Building Safety Act already changing the legal landscape



2024 will see significant change to the legal liabilities of building services contractors because of new powers introduced under the Building Safety Act, according to the Building Engineering Services Association (BESA).

The dramatic extension of the claims period for defects from six to 30 years is the standout potential legal issue for contractors as it substantially redraws the 1972 Defective Premises Act.

The implications for supply chains are profound, according to BESA, with the 30-year limitation applying to projects completed before the Act came into force in June 2022. The limitation period for projects completed after that date is 15 years.

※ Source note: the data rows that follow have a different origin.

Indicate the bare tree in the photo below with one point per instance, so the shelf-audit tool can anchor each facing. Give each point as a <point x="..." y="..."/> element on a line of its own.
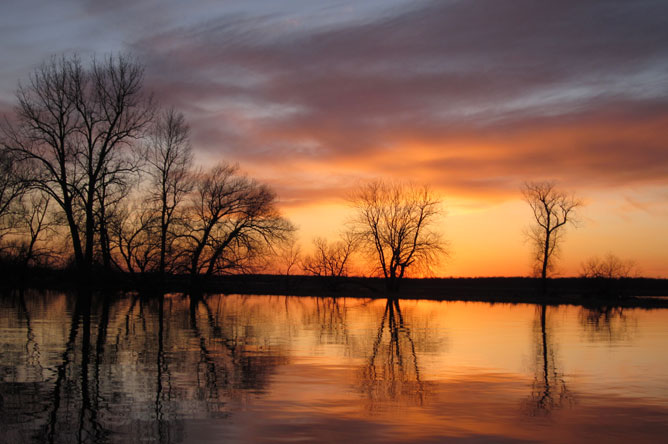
<point x="134" y="238"/>
<point x="288" y="256"/>
<point x="330" y="259"/>
<point x="229" y="220"/>
<point x="12" y="188"/>
<point x="73" y="125"/>
<point x="396" y="222"/>
<point x="169" y="158"/>
<point x="35" y="225"/>
<point x="610" y="267"/>
<point x="552" y="210"/>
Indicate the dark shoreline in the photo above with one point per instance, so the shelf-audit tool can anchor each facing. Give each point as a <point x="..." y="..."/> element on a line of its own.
<point x="626" y="292"/>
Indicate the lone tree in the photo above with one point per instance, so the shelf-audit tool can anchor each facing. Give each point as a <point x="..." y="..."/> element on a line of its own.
<point x="395" y="222"/>
<point x="73" y="126"/>
<point x="552" y="210"/>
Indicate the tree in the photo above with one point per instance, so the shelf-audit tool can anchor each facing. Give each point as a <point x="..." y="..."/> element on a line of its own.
<point x="610" y="267"/>
<point x="330" y="259"/>
<point x="169" y="158"/>
<point x="552" y="210"/>
<point x="229" y="220"/>
<point x="12" y="189"/>
<point x="73" y="125"/>
<point x="396" y="224"/>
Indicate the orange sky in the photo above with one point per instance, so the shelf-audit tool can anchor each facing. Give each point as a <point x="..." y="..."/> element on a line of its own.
<point x="314" y="98"/>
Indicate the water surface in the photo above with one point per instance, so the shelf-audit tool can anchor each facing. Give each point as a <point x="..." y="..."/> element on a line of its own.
<point x="231" y="368"/>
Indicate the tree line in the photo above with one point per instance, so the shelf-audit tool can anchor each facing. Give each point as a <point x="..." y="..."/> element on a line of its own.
<point x="94" y="174"/>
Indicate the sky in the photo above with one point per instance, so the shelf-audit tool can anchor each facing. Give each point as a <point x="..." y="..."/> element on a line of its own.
<point x="472" y="97"/>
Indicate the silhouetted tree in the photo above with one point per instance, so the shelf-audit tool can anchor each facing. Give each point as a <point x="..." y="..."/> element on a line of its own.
<point x="230" y="218"/>
<point x="73" y="125"/>
<point x="169" y="158"/>
<point x="330" y="259"/>
<point x="396" y="224"/>
<point x="34" y="223"/>
<point x="552" y="210"/>
<point x="610" y="267"/>
<point x="135" y="238"/>
<point x="12" y="188"/>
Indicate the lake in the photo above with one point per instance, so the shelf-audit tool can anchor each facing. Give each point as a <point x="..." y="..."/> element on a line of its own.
<point x="231" y="368"/>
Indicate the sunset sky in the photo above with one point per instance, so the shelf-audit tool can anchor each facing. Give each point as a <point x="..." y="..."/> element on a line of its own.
<point x="472" y="97"/>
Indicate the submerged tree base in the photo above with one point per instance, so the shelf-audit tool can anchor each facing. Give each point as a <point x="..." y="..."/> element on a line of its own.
<point x="625" y="292"/>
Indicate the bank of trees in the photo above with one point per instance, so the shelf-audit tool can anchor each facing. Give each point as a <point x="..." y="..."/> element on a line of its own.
<point x="94" y="174"/>
<point x="88" y="151"/>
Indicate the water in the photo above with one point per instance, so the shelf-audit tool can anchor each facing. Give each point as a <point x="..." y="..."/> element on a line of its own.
<point x="293" y="369"/>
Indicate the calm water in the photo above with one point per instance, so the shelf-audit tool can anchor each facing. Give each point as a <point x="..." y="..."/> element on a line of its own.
<point x="288" y="369"/>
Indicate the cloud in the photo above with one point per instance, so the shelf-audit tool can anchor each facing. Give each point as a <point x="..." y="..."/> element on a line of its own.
<point x="472" y="96"/>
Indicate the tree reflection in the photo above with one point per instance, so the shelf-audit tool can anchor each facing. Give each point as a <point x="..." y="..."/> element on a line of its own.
<point x="137" y="366"/>
<point x="392" y="372"/>
<point x="548" y="390"/>
<point x="609" y="324"/>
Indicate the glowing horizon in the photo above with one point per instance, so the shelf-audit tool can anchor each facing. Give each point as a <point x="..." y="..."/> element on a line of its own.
<point x="316" y="98"/>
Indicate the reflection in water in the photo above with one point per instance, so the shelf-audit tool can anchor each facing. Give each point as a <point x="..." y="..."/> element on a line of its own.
<point x="608" y="324"/>
<point x="392" y="372"/>
<point x="141" y="373"/>
<point x="548" y="390"/>
<point x="188" y="368"/>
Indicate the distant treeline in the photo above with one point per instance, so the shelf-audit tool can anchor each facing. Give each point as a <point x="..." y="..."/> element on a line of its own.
<point x="94" y="175"/>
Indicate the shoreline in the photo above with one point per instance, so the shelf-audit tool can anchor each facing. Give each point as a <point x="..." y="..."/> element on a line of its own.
<point x="586" y="292"/>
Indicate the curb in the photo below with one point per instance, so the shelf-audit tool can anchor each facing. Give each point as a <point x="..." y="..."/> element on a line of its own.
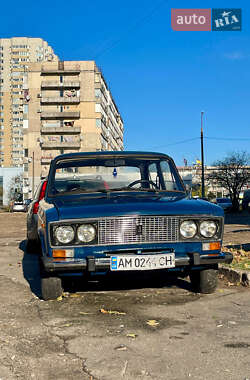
<point x="235" y="276"/>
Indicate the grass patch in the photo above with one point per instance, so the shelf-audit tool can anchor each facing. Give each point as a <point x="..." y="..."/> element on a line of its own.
<point x="241" y="259"/>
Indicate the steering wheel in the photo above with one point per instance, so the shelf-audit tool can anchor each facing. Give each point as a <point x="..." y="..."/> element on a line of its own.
<point x="143" y="181"/>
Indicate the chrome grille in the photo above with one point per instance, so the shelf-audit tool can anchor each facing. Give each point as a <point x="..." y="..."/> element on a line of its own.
<point x="138" y="229"/>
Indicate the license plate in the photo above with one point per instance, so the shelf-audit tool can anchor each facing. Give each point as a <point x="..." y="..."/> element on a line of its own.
<point x="142" y="262"/>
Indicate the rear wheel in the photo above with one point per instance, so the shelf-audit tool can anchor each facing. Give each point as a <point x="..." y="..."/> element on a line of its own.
<point x="204" y="281"/>
<point x="51" y="288"/>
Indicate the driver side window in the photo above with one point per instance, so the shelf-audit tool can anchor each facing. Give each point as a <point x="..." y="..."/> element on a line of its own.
<point x="153" y="174"/>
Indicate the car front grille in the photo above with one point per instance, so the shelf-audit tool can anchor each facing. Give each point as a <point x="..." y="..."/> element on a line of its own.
<point x="138" y="229"/>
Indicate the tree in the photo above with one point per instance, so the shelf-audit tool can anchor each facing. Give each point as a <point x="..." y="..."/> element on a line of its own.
<point x="232" y="173"/>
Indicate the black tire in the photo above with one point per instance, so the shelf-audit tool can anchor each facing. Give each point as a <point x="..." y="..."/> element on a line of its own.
<point x="33" y="246"/>
<point x="204" y="281"/>
<point x="51" y="288"/>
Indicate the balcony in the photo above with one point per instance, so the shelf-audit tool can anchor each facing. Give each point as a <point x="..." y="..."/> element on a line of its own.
<point x="46" y="160"/>
<point x="61" y="145"/>
<point x="60" y="115"/>
<point x="60" y="130"/>
<point x="60" y="100"/>
<point x="55" y="85"/>
<point x="70" y="70"/>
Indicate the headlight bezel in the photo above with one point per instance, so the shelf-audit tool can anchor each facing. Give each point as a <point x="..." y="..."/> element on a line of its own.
<point x="54" y="242"/>
<point x="213" y="234"/>
<point x="61" y="228"/>
<point x="86" y="225"/>
<point x="198" y="220"/>
<point x="190" y="222"/>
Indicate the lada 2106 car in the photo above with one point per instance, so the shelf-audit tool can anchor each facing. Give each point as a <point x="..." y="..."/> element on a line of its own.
<point x="125" y="211"/>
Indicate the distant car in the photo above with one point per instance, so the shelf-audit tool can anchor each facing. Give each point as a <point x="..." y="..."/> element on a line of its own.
<point x="224" y="203"/>
<point x="27" y="203"/>
<point x="17" y="206"/>
<point x="32" y="235"/>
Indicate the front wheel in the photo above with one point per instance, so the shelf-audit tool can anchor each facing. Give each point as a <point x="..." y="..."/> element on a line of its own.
<point x="51" y="288"/>
<point x="33" y="246"/>
<point x="204" y="281"/>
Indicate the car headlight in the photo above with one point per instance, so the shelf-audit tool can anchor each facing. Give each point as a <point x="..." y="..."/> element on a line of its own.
<point x="188" y="229"/>
<point x="64" y="234"/>
<point x="86" y="233"/>
<point x="208" y="228"/>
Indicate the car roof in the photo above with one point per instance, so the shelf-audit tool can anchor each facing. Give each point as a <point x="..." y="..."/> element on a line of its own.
<point x="111" y="154"/>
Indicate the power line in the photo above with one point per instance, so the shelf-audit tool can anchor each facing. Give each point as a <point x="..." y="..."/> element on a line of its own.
<point x="227" y="138"/>
<point x="141" y="21"/>
<point x="176" y="143"/>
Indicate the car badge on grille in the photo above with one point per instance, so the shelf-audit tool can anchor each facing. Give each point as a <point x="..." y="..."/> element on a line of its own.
<point x="138" y="230"/>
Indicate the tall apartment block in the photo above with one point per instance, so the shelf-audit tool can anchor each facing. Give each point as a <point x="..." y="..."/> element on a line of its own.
<point x="70" y="109"/>
<point x="15" y="55"/>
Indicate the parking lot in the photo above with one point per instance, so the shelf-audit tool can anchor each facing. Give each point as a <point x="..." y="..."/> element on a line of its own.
<point x="120" y="328"/>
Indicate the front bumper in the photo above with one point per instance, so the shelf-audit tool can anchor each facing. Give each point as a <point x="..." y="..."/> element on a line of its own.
<point x="93" y="264"/>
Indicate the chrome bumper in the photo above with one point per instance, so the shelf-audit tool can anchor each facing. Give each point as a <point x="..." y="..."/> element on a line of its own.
<point x="92" y="264"/>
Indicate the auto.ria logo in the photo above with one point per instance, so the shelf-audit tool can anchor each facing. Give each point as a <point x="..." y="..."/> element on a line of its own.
<point x="226" y="20"/>
<point x="215" y="19"/>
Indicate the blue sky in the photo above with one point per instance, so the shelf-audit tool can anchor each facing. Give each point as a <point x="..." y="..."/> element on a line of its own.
<point x="161" y="80"/>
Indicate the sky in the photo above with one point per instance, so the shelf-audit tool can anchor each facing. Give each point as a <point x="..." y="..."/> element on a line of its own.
<point x="160" y="79"/>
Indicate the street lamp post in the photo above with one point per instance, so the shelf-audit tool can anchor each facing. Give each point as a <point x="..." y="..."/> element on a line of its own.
<point x="33" y="174"/>
<point x="202" y="160"/>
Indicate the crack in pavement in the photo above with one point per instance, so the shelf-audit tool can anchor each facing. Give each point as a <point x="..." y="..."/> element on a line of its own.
<point x="65" y="346"/>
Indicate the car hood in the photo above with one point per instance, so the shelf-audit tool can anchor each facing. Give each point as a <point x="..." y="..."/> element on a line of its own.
<point x="104" y="206"/>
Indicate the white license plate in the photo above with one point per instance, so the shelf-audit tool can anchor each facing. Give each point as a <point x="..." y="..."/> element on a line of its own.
<point x="142" y="262"/>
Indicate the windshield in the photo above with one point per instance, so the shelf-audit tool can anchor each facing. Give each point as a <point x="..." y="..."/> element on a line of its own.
<point x="119" y="174"/>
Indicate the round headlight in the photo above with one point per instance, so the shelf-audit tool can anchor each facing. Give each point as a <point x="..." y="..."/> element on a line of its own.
<point x="65" y="234"/>
<point x="208" y="228"/>
<point x="86" y="233"/>
<point x="188" y="228"/>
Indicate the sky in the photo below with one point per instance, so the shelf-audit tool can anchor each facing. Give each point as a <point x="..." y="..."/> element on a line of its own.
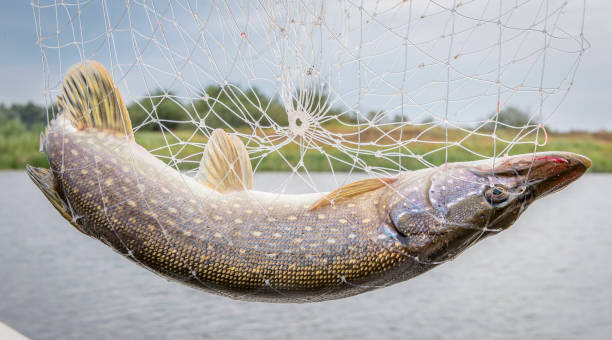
<point x="586" y="107"/>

Anyone involved in the design, construction and management of a residential building should keep this on their radar, the Association believes, although the practical and insurance issues are considerable.

“In theory at least, companies could be asked for project records dating back three decades,” said BESA’s director of specialist knowledge Rachel Davidson. “Before the Act, documents would most likely have been retained for up to 12 years in line with industry legal best practice and then destroyed.

“Digital record keeping was not the powerful tool it is today so many firms may find it hard to dig out the necessary information if instructed to by a court. Also, there will have been wholesale staff changes over that time so it will often be impossible to rely on the recollections of key individuals,” she added.

Davidson also pointed out that many of the parties involved may no longer be trading and others could lack adequate insurance cover.

The Act has also introduced a new wide-reaching instrument called the Building Liability Order (BLO), which allows so-called ‘associate’ companies to be prosecuted alongside the main defendant in a construction dispute.

This is primarily aimed at large firms and Tier One contractors who may have used ‘special purpose vehicles’ (SPVs) to carry out projects and these may not have their own funds to pay out any compensation. The BLO allows lawyers to “pierce the corporate veil” to establish who is ultimately responsible for a failed project and ensure they meet any liabilities.

Product quality will also come under renewed scrutiny this year because of changes introduced by the Act with manufacturers particularly targeted if they make unsubstantiated claims for their equipment. The Act makes it easier for end clients, developers etc. to launch claims directly against product suppliers and for contractors to seek redress from manufacturers or deflect some blame as part of their own defence.

“Contractors will have to get used to facing more forensic legal scrutiny, particularly in terms of long-term liabilities,” said BESA’s director of legal and commercial affairs Debbie Petford.

“However, BESA members have access to an expert legal team who are carefully tracking the Act and its implications and will be able to advise on ways to prepare and protect yourself, and deal with any claims.”